Beware of simplistic generalisations about potencies of antimicrobial NPS preparations which implicitly assume that they are always ‘naked’ silver particles. In fact they are more likely to be complex entities, represented here as NPS-X. So in the absence of essential details about (a) their bio-evaluation ex vivo (e.g. with or without using agar plates) and (b) their physical stability, chemical constitution (noting what factor X might be) and natural lability—we may be dealing with ‘rogue products’. This is certainly no basis for a scientifically grounded antibiotic revolution, as yet.

Appendix G: Political Considerations

This ought not to be part of any scientific enquiry into the merits or hazards of any drug, new or old. The facts, the theories, the clinical evaluations, etc. should all be dispassionately considered—without interference or censorship from either vested interests or poorly informed government regulators. At present, silver therapeutics is not allowed this freedom. There are several reasons for this situation. Here are three:

1. 1.

   Governmental regulations concerning use of, and claims for, medicinal silver are presented in the following e-publications.

   http://www.fda.gov/ohrms/dockets/98fr/081799a.txt

   http://www.gpo.gov/fdsys/pkg/FR-1999-08-17/pdf/99-21253.pdf

   http://nccam.nih.gov/health/silver and for Australia https://www.tga.gov.au/colloidal-silver-related-products

   They are dogmatic, deny medicinal claims and even punitive if you disagree. This is not a good state of affairs for progressing the healing arts, especially those with traceable histories of their benefits exceeding possible harm and supported by unambiguous scientific observations. But wisely considered, these current regulations concerning the medical use of silver should catalyse a genuine debate about how to unshackle laboratory and clinical research on silver pharmaceuticals—to move beyond a negative risk-averse mindset (i.e. ‘thou shalt not….’). This needs to be replaced by a climate of open and honest enquiries about what may be beneficial to humankind (and animals) and about what may not be so (especially for the environment).

   Recently, we have seen other traditional therapies decriminalised e.g. cannabis for cancer pain. So why not silver therapeutics, especially if they might save lives from infections that are currently antibiotic-resistant? [But how will we ever know this under the present suppressant regulations?]

2. 2.

   The power of industrial lobbyists (Angell 2004; Goldacre 2012).

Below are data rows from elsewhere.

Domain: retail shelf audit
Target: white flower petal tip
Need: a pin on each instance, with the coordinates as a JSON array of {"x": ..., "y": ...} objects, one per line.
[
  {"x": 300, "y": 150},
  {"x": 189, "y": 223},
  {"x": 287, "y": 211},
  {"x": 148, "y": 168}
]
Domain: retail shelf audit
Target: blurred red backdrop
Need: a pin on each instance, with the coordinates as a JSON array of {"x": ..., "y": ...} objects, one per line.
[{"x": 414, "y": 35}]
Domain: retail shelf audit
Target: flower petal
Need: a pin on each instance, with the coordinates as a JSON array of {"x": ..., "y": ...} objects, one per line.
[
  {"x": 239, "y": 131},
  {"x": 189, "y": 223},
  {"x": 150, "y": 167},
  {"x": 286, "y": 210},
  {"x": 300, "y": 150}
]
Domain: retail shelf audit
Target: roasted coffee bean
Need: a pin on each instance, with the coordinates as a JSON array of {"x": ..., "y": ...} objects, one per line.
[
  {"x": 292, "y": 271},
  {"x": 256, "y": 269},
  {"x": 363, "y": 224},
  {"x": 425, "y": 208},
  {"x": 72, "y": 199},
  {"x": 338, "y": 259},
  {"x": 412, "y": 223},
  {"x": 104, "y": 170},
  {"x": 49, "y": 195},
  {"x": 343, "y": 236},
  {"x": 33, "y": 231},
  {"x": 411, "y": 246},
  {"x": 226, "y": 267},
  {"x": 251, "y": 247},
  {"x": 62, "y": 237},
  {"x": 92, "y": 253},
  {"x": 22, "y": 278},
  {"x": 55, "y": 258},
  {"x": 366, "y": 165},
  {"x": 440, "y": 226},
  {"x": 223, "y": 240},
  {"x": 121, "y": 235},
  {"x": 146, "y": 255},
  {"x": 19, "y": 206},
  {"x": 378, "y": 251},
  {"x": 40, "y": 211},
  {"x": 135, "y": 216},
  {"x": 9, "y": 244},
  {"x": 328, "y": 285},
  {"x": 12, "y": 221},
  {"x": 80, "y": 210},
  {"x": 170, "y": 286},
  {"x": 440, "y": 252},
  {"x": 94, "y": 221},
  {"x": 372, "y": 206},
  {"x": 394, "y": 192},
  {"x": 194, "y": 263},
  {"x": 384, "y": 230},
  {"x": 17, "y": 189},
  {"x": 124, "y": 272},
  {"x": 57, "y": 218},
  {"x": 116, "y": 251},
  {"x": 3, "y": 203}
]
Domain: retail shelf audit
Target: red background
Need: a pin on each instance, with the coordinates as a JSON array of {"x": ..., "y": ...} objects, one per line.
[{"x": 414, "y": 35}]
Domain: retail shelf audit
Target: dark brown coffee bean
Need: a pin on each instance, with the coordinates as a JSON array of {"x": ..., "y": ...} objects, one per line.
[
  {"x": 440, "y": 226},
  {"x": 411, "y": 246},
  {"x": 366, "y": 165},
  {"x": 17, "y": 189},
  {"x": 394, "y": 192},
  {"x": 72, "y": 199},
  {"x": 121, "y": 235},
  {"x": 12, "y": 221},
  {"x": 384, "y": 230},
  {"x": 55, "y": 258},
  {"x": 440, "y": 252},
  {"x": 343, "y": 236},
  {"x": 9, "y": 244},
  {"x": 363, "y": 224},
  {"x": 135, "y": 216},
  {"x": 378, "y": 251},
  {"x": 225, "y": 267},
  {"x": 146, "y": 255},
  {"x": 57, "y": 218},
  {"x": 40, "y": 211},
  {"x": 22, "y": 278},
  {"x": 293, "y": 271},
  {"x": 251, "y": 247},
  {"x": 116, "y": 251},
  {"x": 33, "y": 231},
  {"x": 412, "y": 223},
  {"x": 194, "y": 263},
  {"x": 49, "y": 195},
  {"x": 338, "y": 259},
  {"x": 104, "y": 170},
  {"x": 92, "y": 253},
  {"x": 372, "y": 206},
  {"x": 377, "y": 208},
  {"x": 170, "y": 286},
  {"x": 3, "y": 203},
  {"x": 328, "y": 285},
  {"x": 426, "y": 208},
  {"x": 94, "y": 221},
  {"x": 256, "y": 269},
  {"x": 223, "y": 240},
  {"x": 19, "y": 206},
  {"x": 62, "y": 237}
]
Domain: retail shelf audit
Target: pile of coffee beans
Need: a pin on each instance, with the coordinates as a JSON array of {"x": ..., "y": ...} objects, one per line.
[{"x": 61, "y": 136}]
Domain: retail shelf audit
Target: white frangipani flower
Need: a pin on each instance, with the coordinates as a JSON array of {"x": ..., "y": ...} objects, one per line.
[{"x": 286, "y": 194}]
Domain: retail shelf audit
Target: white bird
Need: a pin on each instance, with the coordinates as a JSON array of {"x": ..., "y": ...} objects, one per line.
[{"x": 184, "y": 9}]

   The influence of pharmaceutical companies upon the ‘education’ of physicians and operations of various drug-regulatory agencies has inverted some of the functions of these agencies [They were originally established to prevent harm to the public, not to seemingly protect monopolistic interests at the expense of public wellbeing.]

   We are left with the unsatisfactory status of alternative/traditional therapies, like those using silver and without patent protection. They are the subject of considerable misinformation and rarely funded to provide the evidence demanded by these lobbyists, insisting they be treated as ‘new drugs’—even when historically shown to be much more acceptable and rather cheaper than many licensed/patented alternates. This is another aspect of the ‘rhetoric versus reality’ (Angell 2004) as practised by Big Pharma to destroy its competition.

3. 3.

   ‘Consumer protection’

   In theory, this is a very good thing but so often it is captured by vested interests and debased in practise.¹⁰ It is naive to believe official dogmas that such alternate/traditional therapies are nearly always either unproven(!) (but see Bone and Mills 2013) or too dangerous to be licensed—even when Quality Assured.

   Agencies minding our health need to do their own homework; if necessary sponsor and publish their own research and (for a change) listen to non-industrial advocates sometimes.